Here's the issue: When the official of a public company makes a financial statement that indicates something important about the company's market, condition, or performance, it should be said in a forum (and a form) that's accessible to pretty much anyone who's interested in the company. In the past, that's been defined as "the press," meaning standard newspapers and television stations, or in carefully prepared forms and statements in a format approved by the SEC. A few months ago, though, the CEO of Netflix stretched the definition of "public," and the SEC is only now moving toward creating a rule about it.
Back in July, Reed Hastings, the CEO of Netflix, posted on his Facebook page that the company had exceeded one billion hours of viewing in June, and would probably break that record in coming months. Not surprisingly, the share price of Netflix went up after the announcement, and the SEC decided to take a look at what Hastings said -- and where he said it.
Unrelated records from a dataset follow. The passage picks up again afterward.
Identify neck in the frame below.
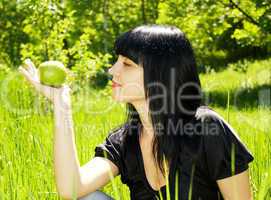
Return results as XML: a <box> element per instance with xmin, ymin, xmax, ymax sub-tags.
<box><xmin>131</xmin><ymin>99</ymin><xmax>154</xmax><ymax>141</ymax></box>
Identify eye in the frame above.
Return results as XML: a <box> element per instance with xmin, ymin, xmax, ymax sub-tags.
<box><xmin>124</xmin><ymin>62</ymin><xmax>132</xmax><ymax>67</ymax></box>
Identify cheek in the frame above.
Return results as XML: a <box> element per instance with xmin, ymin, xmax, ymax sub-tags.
<box><xmin>122</xmin><ymin>79</ymin><xmax>144</xmax><ymax>96</ymax></box>
<box><xmin>121</xmin><ymin>70</ymin><xmax>145</xmax><ymax>97</ymax></box>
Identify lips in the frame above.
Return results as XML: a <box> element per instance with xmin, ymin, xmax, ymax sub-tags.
<box><xmin>112</xmin><ymin>80</ymin><xmax>122</xmax><ymax>87</ymax></box>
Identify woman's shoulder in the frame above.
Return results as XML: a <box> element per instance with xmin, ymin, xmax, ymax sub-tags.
<box><xmin>105</xmin><ymin>122</ymin><xmax>139</xmax><ymax>148</ymax></box>
<box><xmin>106</xmin><ymin>123</ymin><xmax>128</xmax><ymax>141</ymax></box>
<box><xmin>193</xmin><ymin>106</ymin><xmax>254</xmax><ymax>180</ymax></box>
<box><xmin>195</xmin><ymin>105</ymin><xmax>223</xmax><ymax>123</ymax></box>
<box><xmin>194</xmin><ymin>105</ymin><xmax>244</xmax><ymax>142</ymax></box>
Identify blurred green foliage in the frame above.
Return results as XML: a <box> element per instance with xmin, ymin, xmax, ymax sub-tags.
<box><xmin>0</xmin><ymin>0</ymin><xmax>270</xmax><ymax>88</ymax></box>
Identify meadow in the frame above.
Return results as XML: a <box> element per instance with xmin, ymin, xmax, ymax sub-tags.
<box><xmin>0</xmin><ymin>58</ymin><xmax>270</xmax><ymax>199</ymax></box>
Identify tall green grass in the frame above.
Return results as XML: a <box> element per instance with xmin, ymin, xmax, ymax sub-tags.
<box><xmin>0</xmin><ymin>58</ymin><xmax>270</xmax><ymax>199</ymax></box>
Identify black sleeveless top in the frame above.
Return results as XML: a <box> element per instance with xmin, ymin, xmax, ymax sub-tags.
<box><xmin>93</xmin><ymin>106</ymin><xmax>254</xmax><ymax>200</ymax></box>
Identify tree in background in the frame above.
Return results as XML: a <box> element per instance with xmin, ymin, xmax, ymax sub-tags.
<box><xmin>0</xmin><ymin>0</ymin><xmax>270</xmax><ymax>87</ymax></box>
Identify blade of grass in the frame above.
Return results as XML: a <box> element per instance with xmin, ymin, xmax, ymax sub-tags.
<box><xmin>163</xmin><ymin>155</ymin><xmax>171</xmax><ymax>200</ymax></box>
<box><xmin>174</xmin><ymin>169</ymin><xmax>179</xmax><ymax>200</ymax></box>
<box><xmin>227</xmin><ymin>89</ymin><xmax>230</xmax><ymax>123</ymax></box>
<box><xmin>188</xmin><ymin>163</ymin><xmax>195</xmax><ymax>200</ymax></box>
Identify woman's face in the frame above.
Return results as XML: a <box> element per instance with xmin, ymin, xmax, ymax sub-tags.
<box><xmin>108</xmin><ymin>55</ymin><xmax>145</xmax><ymax>103</ymax></box>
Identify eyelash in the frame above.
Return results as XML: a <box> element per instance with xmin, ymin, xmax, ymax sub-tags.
<box><xmin>124</xmin><ymin>63</ymin><xmax>132</xmax><ymax>67</ymax></box>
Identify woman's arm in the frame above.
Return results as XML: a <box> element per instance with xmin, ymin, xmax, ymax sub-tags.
<box><xmin>217</xmin><ymin>169</ymin><xmax>253</xmax><ymax>200</ymax></box>
<box><xmin>53</xmin><ymin>99</ymin><xmax>119</xmax><ymax>199</ymax></box>
<box><xmin>18</xmin><ymin>60</ymin><xmax>119</xmax><ymax>199</ymax></box>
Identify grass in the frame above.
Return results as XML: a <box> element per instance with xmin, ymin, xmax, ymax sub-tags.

Hastings had, at the time of the post, about 200,000 fans of his page. As of this writing, he's up to around 245,000. The narrow question for the SEC would be whether 200,000 potential viewers makes the statement "public." The broader question is whether any social network, whether Facebook, Twitter, or something yet to be developed, could rise to the standard of a vehicle for public disclosure. The initial indication, based on a notice Netflix says it's received, is that Hastings committed a disclosure violation. It's likely the SEC is going to maintain the point of view that Facebook pages aren't public for the purpose of the law, and that more traditional means must be used for disclosure. That rule would have some interesting consequences for CIOs of publicly-traded companies because it strikes at the heart of financial disclosure rules.
One of the joys of social networks (especially Twitter) is that they give at least the illusion of unfiltered access to the thoughts of celebrities and business leaders. That's fine, and there are some subjects ("Why I prefer marmalade to jam on my morning toast") that are fair game for corporate offices in a rough-and-ready context. If those officers are going to spout off about anything related to the company's financial condition or possibilities, though -- or, for that matter, on any subject at all that could reasonably have an impact on the company's stock price -- then the spouting off needs to be run through the traditional financial disclosure channels.
This is not a problem that lends itself to a technological solution. Filters are nice, but short of a firewall that simply blocks all access to Facebook and Twitter (and good luck on installing such a thing on your CEO's private tablet), you're going to have to depend on carefully constructed rules that are communicated fully, well, and often to anyone who might be affected by them. It is, in short, a human knowledge and relations problem, not a technology problem. Because the process involves computers, though, it's your problem.
There are few areas of technology or commerce in which rules actually run ahead of technology. In most cases, they lag behind and are only brought into clear focus when someone does something that, in retrospect, is seen to have been a violation. This is such a case, and it's not likely to be the last. CIOs in public companies should get in front of this by working with marketing and legal to establish clear, conservative rules. Things can always be slightly loosened if the SEC changes its mind, but I don't think any of you are so bored that you want to volunteer to be part of the next precedent-setting court case.